I was in high school when Saturday Night Live premiered in 1975 on October 11, so it’s very cool that HIFF is screening Jason Reitman’s Saturday Night on October 11 this year. A cast of relative newcomers for the film is also charmingly and cleverly spot-on. Reitman has us believing a lot happened the night of the premiere, but it’s probably mostly all true. Like something Roseanne Rosanneadanna might get partially accurate. Expect the Chevy Chase character to trip a lot, and serve up extra helpings of smug all around. I’m hoping the real Lorne Michaels, Chevy Chase and GE Smith drop by for the screening. And throw an after party.

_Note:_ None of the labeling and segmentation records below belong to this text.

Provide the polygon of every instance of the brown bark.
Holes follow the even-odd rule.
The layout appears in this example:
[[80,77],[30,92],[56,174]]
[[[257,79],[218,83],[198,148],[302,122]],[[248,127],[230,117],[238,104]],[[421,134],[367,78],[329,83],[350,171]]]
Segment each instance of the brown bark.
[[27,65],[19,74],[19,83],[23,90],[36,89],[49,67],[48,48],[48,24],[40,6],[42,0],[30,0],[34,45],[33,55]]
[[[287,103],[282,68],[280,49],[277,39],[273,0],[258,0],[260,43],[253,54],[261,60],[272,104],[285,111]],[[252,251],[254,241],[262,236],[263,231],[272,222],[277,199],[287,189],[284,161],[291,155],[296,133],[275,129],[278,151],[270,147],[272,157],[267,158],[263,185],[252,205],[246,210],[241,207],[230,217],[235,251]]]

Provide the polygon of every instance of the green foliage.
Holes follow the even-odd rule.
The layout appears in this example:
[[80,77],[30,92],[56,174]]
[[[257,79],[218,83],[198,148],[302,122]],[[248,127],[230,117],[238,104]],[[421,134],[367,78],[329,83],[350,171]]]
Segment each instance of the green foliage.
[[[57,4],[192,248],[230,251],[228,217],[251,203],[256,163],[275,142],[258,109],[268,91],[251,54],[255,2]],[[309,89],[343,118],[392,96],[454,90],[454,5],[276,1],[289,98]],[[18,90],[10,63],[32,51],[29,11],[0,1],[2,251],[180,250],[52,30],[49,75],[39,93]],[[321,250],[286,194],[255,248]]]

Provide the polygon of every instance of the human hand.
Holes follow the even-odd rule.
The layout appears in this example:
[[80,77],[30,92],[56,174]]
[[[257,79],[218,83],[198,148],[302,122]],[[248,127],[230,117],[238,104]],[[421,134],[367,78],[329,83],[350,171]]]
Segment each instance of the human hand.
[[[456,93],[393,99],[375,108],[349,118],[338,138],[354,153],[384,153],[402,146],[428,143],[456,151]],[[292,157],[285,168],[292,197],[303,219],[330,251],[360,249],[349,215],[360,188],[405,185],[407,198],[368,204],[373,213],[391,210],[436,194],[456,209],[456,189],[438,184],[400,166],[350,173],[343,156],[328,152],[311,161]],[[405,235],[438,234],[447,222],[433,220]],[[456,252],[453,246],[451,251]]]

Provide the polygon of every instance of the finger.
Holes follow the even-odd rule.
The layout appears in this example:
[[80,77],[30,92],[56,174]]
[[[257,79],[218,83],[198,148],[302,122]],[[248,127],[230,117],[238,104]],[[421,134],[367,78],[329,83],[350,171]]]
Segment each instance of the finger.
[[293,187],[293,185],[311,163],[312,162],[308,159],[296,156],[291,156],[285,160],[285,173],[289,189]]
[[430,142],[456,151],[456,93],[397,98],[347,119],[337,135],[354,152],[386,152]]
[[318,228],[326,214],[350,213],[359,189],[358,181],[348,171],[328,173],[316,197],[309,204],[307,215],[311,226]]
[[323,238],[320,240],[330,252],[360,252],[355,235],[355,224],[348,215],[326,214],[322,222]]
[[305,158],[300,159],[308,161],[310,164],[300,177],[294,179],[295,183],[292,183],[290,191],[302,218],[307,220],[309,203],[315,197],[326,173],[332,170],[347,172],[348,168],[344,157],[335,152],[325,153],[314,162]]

Lots of actors live in the Hamptons and turn up in festival films. But this year, a Hamptons building costars in The Premiere which appropriately gets its world premiere here. The building is the Bay Street Theater and it was the shooting location for a deranged musical version of Scream. The whole thing is executed (had to) as a mockumentary and stars the two people who wrote and directed it, Sam Pezzullo and Christopher Bouckoms. These two I don’t know, but the building? We go way back. For the record, another premiering film, Barron’s Cove, is not about the hotel around the corner. Duh, two R’s.
Finally, sometimes just a title grabs you, and from the moment I heard about this film almost a year ago, I wanted to see it. Doesn’t a documentary called Secret Mall Apartment beg to be seen? Okay, maybe it’s just me. Fine. But in 2023 eight people were discovered living in, yes, a secret room, in yes, a mall. Oh, and they’d been there for four years. Getting its New York premiere here, I am coming out of my secret room in the Sag Harbor Cinema (okay, a bar on the fourth floor) to see how they got furniture, cable, appliances and electricity into this hidden space. I know Mrs. McCuddy will come just to see if they went shopping every day.
Honorable Mentions: Conclave, Lilly (my daughter’s name but also sounds cool), Sing Sing, The Last of the Sea Women, Checkpoint Zoo (Ukraine zoo smuggles thousands of animals out of war zone), Mistura, Daytime Revolution and Bad Actor: A Hollywood Ponzi Scheme.
Bill McCuddy covers film festivals and other odd stuff for Dan’s. He’s also a film critic on PBS and cohosts a radio program on WLIW-FM. He loves the Hamptons Film Festival and will “miss Anne Chaisson.”